Four zombie women in bikinis pose for a group shot. All have their heads.

Zombie women in Dead Island have bits that appear to have rotted and the skin is more mottled. The statue above looks more freshly cut, no mottling on the skin and there’s no rotting.

(*The statue itself isn’t depicting a zombie woman who’s been dismembered – the skin colour is all wrong for it to be a zombie, according to comparison with other Dead Island zombie images. If the statue showed a zombie body, then the skin would be more mottled and rotted. Instead, what remains of the skin is a healthy pink. It’s been also pointed out elsewhere that a zombie without a head is also still just a human corpse. So it’s a statue of a freshly dead woman’s body that has been decapitated and had its arms removed as well. All that violence to the head and arms left the breasts immaculate, of course.)

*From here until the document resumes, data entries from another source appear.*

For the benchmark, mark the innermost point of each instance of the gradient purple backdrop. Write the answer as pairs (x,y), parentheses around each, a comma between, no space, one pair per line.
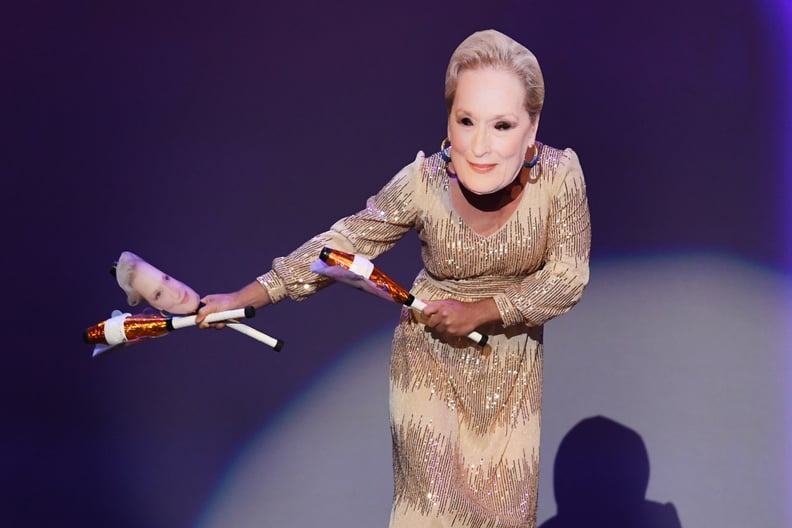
(211,137)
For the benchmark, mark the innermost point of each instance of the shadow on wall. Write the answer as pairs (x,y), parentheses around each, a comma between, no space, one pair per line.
(600,478)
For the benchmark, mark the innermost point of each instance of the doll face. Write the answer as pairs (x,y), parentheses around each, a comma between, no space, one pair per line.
(162,291)
(489,128)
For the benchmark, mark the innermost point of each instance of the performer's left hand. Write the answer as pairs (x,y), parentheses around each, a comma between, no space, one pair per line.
(457,318)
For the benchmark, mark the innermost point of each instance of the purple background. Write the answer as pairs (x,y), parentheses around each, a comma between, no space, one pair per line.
(211,137)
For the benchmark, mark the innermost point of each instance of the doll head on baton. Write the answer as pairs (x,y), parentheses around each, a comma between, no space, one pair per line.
(142,281)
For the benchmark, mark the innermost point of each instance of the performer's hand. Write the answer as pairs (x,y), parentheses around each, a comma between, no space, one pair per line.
(251,295)
(216,302)
(456,318)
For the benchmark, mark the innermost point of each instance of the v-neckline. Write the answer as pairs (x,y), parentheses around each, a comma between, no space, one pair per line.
(454,189)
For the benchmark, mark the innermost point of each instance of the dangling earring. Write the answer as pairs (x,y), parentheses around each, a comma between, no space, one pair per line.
(530,164)
(445,150)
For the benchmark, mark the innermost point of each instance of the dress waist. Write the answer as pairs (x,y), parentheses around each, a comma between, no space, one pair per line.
(475,288)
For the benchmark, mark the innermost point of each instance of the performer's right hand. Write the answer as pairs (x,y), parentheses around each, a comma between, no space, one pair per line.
(251,295)
(216,302)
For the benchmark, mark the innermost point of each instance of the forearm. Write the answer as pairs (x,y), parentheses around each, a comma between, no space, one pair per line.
(254,294)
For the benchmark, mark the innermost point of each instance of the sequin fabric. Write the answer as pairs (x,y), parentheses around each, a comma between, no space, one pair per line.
(465,420)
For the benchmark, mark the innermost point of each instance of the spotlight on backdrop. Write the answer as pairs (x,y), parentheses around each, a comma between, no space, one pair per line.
(690,351)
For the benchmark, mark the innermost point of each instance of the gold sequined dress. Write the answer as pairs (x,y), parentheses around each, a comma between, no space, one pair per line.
(465,421)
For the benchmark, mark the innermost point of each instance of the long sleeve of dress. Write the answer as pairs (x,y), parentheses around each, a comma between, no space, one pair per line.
(388,216)
(558,286)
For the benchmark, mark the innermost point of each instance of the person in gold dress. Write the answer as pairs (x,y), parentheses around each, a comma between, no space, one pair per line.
(504,227)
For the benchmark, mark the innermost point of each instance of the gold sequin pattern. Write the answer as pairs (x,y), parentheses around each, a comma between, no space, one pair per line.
(466,423)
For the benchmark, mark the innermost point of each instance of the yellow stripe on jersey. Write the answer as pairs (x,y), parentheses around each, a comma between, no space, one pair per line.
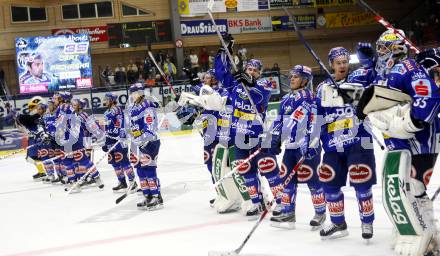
(223,122)
(243,115)
(340,125)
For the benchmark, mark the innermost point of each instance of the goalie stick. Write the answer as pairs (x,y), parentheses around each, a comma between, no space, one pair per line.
(322,66)
(81,180)
(254,107)
(266,211)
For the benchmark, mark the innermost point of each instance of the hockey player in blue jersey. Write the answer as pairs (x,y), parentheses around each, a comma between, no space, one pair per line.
(249,96)
(82,128)
(297,111)
(403,104)
(115,130)
(348,151)
(143,127)
(29,123)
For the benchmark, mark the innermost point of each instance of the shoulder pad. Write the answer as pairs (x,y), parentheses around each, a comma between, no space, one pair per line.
(399,68)
(409,64)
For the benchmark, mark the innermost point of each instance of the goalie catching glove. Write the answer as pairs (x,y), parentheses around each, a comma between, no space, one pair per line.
(396,122)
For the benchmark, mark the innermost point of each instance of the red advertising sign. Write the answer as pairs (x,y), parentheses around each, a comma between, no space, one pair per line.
(97,34)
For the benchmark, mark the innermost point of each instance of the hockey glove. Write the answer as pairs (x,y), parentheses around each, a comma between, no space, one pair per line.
(245,79)
(396,122)
(229,41)
(366,54)
(307,151)
(193,78)
(429,59)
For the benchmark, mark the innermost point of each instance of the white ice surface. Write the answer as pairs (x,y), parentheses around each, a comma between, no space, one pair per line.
(40,219)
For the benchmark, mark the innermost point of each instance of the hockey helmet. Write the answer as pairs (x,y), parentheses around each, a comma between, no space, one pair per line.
(336,53)
(111,96)
(303,71)
(33,102)
(255,64)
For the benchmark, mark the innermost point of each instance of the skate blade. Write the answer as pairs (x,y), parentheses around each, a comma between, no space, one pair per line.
(218,253)
(336,235)
(316,228)
(155,208)
(283,225)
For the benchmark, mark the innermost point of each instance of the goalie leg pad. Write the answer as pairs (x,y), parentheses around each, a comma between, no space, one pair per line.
(407,213)
(229,195)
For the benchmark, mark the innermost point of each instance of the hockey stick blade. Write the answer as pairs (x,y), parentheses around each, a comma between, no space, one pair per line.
(218,253)
(119,199)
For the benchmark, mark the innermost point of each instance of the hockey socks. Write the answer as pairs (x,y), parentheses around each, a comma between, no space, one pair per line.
(365,201)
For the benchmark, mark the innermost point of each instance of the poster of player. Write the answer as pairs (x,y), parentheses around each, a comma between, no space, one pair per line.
(50,63)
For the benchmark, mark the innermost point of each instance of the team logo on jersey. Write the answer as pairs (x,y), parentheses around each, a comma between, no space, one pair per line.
(118,157)
(318,199)
(326,173)
(305,173)
(146,159)
(266,164)
(427,177)
(298,115)
(252,191)
(421,87)
(367,207)
(285,199)
(133,159)
(205,156)
(78,155)
(148,119)
(244,168)
(360,173)
(283,171)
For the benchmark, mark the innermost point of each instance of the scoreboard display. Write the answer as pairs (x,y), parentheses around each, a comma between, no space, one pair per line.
(139,33)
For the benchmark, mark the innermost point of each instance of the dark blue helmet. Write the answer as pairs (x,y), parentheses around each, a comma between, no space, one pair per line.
(337,52)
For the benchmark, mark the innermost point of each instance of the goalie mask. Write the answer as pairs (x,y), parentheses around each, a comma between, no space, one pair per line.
(390,47)
(304,72)
(33,103)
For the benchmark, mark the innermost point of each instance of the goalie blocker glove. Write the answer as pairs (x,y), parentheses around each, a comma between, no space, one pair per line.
(429,59)
(396,122)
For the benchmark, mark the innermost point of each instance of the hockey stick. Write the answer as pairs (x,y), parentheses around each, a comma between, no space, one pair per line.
(16,152)
(322,66)
(162,73)
(81,180)
(210,5)
(388,25)
(233,171)
(266,211)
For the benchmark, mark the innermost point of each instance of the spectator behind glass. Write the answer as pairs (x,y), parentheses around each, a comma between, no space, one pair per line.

Those complaining about the Zombie Bait edition (which was only going to be sold in Europe and Australia) were the next set of zombies, drawn in by the smell of fresh controversy. Already provoked by numerous events last year, they raised their zombie hands to the keyboards and slammed their opinions out on comment walls or blogs. (For those who don’t think I’m including myself in this bit: Hello.)

YOU. CAN. NEVER. GET. OUTRAGED. ENOUGH.

There is a point where internet outrage gets ridiculous. I don’t think that we’ve yet reached that point with the Zombie Bait collector’s edition.

All that noise attracted the anti-political correctness zombies, who love nothing more than snacking on the conceptual flesh of the complaining zombies, particularly when it comes to gender issues. They massed to the defence of the Zombie Bait edition using arguments such as “free speech”, “if you don’t like it, don’t buy it, but don’t complain about it”, “if it was a male statue, there wouldn’t be any complaints”, “it’s a mature / horror game and the statue fits that” and the old chesnut of “it’s just a game and has no impact on reality”.

Finally, there are the customer zombies: the people who are planning to buy this pack. They want to play Dead Island: Riptide and are willing to pay roughly twice the price of the normal edition to get access to a statue where the predominant feature is breasts. These overwhelmingly male customers are being drawn to the female form at the basest level – a representation of a woman who is only breasts, with any kind of personality hacked off her – and will be left to stare at the statue like a hungry zombie looking at a potential meal through a plate glass window. Collectables are worth more if you leave them in the box, but it means you can’t play with them.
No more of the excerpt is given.